Barton Community College alumni and adjunct instructor of Barton’s Medical Lab Technician (MLT) Program Tyler Brown wanted to be a dental hygienist, or so she thought. After completing Barton’s phlebotomy course as a pre-requisite for a hygienist program, she realized she had a new dream. 

“Taking that phlebotomy course was the best decision I ever made,” she said. “It opened a world for me that I never knew existed, plus opened a door to a trade that I had no clue I would not only love doing but would be good at. Eight years later, I am a medical lab technician at an amazing hospital (Clara Barton Hospital) and am now getting the opportunity to teach others what I love so much at an amazing college.”

As a Great Bend native, Brown chose Barton over other four-year programs so she could stay closer to her family and was able to complete the class completely online. She only had to attend clinicals in-person. Barton’s program is designed so that people from across the nation can complete the program online and can complete their clinicals at local sites. 

“While in the phlebotomy program at Barton, I loved the instructors and I knew I would not find better mentors as I continued my education in this field,” she said. “It was also a bonus to be able to continue to work while I was going to school.”

MLTs are in high demand.

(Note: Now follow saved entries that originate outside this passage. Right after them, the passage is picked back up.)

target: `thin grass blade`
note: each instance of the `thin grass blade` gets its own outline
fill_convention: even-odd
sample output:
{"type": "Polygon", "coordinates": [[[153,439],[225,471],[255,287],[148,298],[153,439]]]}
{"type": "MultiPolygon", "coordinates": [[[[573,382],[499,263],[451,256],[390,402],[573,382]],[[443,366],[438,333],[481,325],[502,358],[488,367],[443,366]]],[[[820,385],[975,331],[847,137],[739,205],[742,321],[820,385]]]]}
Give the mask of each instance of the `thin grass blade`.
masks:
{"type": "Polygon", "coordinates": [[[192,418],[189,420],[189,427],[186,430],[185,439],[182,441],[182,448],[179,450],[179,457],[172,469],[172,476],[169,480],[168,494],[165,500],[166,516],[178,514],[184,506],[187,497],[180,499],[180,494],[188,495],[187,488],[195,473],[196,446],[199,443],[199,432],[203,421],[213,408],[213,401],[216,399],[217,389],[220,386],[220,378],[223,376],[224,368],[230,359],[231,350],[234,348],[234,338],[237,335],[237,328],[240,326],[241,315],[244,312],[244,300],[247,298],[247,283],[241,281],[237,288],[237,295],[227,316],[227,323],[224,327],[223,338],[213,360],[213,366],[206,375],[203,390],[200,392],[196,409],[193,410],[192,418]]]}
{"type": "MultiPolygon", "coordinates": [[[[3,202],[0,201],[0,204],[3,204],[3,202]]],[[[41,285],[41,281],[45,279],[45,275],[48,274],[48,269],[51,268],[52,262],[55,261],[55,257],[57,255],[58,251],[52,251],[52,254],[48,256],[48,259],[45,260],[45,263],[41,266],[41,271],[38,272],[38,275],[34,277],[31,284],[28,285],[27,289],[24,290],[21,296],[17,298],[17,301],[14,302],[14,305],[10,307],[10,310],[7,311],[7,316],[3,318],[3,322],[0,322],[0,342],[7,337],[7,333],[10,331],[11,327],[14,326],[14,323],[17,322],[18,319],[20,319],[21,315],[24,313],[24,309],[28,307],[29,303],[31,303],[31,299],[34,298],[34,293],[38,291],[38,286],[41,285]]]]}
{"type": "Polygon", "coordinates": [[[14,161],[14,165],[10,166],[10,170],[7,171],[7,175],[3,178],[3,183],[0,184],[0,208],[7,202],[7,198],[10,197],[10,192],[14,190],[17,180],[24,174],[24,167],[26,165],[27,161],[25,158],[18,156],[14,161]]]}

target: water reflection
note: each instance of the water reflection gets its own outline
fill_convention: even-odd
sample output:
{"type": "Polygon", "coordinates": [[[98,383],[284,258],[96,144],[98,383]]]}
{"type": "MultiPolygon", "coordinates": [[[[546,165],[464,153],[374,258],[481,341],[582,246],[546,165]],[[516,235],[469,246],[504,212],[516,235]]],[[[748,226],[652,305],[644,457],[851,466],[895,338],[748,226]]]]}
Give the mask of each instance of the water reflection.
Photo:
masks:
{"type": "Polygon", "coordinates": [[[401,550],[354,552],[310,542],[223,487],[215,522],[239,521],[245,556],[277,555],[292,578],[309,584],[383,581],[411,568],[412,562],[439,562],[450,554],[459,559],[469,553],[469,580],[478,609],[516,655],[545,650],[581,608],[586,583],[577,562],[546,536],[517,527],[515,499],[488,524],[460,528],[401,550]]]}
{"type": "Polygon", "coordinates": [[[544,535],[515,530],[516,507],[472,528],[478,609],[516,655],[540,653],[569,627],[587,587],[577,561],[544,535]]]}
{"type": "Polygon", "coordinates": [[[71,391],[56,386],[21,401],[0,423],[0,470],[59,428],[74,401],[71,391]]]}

Brown had a job before she even completed the program. 

“It’s such an important field because we help doctors with the diagnosis and direction of treatment with their patients,” she said. “I love the ability to provide great patient care from behind the scenes.”

The COVID-19 pandemic has been challenging for Brown but she said it has not changed the amount of passion she has for what she does. 

“Even through all the uncertainty, I have not loved my job more than I do today,” she said. “This pandemic has really put into perspective how important being an MLT really is, in not only providing excellent patient care, but providing diagnoses for our providers.”

MLT Program Director Karen Gunther said job outlook and security is extremely positive for technicians and said Brown’s experience is typical in that most students have offers for employment before even completing the program.

“Employment of clinical laboratory technologists and technicians is projected to grow 18 percent from 2020 to 2030, faster than the average for all occupations,” she said. “About 25,900 openings for clinical laboratory technologists and technicians are projected each year, on average, over the decade.” 

Gunther said MLTs are often an overlooked sector of the medical landscape even though they are vital. 

“MLT’s are responsible for 70% of all decisions regarding a patient’s diagnosis, treatment, hospital admission, and discharge,” she said. “There can be no hospital without a lab because labs are essential in determining patient diagnoses, patient management of their disease and therapy and screening for specific conditions.”

Gunther said it’s important to realize that while MLTs often work in hospitals there are a myriad of possibilities. 

“There are just so many job opportunities including research, forensic science, clinical lab work, blood banks, veterinary hospitals, public health careers and many more,” she said. “Every day can bring a new challenge or ‘mystery’ to solve.”